The inherent problems with Computer Software.. Ah, so helpful to the progress of society, yet so difficult to place when it comes to Intellectual Property. There are so many differing views regarding this area; it probably wouldn’t be fair or informative to call this a disagreement. Utter confusion would tend to be more apt.
As an apprentice Computer scientist, I can remember first learning about open source code. I remembered understanding it conceptually, but having a bit of confusion in the recesses of my mind. It’s high time that we start to “debug” some of this confusion.. for the good of society.
For roughly the previous twenty years. the freedom that open source provides has contributed to positive changes in source code and operating system functionality. However, how we ensure the property rights of the hierarchy of various contributors is leading to problems of exponential proportion. If everyone is putting their mark on a piece of widely used code, then who owns what? In our republic, ownership is prince if cash is king. So, as a logical proposition, the attendant restrictions of owning property versus the interests involved with community based ownership yields obvious concerns. At some point, these interests will run into each other.
Indeed, the ideas of copyright and “copyleft” simply won’t mix. As an end unto itself, computer programs weren’t explicitly mentioned in the Copyright Act until 1980, nearly two centuries after the law’s formation. This strongly suggests that this is a “new-age” concern that drafters of the above-mentioned act could in no way have envisioned. Currently, there are about four different ways of copyrighting open source.
Let’s consider. A developer of an Open Source product will copyright their product. Then, they will license their code. If the owner of the copyright decides to push the code into public domain, they consequently will give up their property rights. Someone then can develop the software further and “re-copyright” said software. For my colleagues within the industry, understanding how recursion works on a stack is simpler! This isn’t for a complete overhaul of the software… simply a “modif[ication]”. We haven’t come to a consensus of what is used to determine this concept. Is it a line of code? Program output? a minimal function? et seq…
At this point, we have to decide which of several licenses will be controlling as respects the code. To eliminate any further confusion, the two most robust licensing systems are the GPL (General Public License) and BSD (Berkley Software Distribution). Yes.. that BSD from Unix! Essentially, GPL is a guarantor of the freeness of the software. This preempts a developer (or company) from coming along at a later time and copyrighting code with (Yikes!!) creative intellectual property lawyers. GPL is more about the art, less about the business.
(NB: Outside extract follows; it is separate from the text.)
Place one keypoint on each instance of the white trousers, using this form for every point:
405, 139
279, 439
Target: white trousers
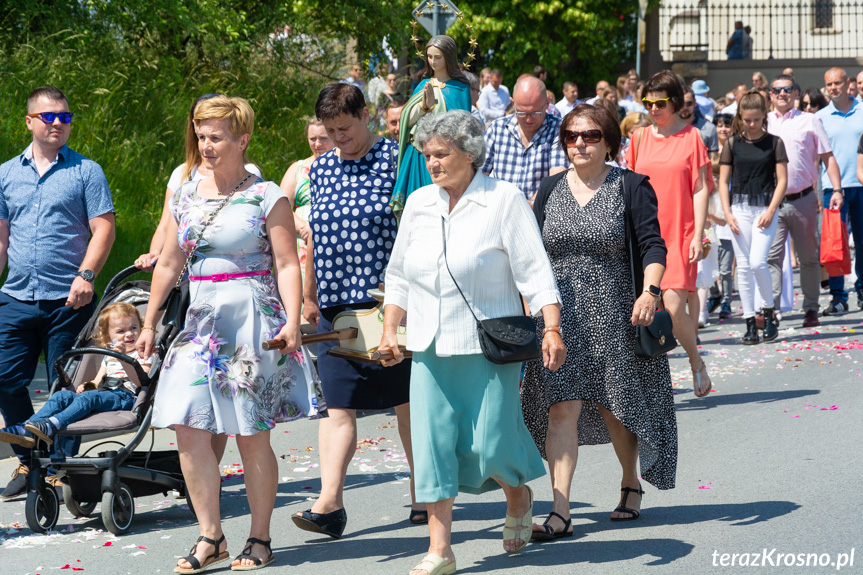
751, 248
With BSD, one is presented with fewer obstacles to merging open source with say, proprietary code. I liken it to mixing and matching. However, the copyright and any contractual matters hold. I am loathe to say that I alone, as a novice, have the solution for this issue. Knowing what you don’t know is half of the battle. What I strongly adhere to is the need for one comprehensive licensing system to govern these matters. The system now does nothing but guarantee good hourly rates for attorneys and another one on the docket for an already burdened Federal judiciary. As I come closer to graduation, I’m starting to waiver about law school. Now.. I am not quite so sure.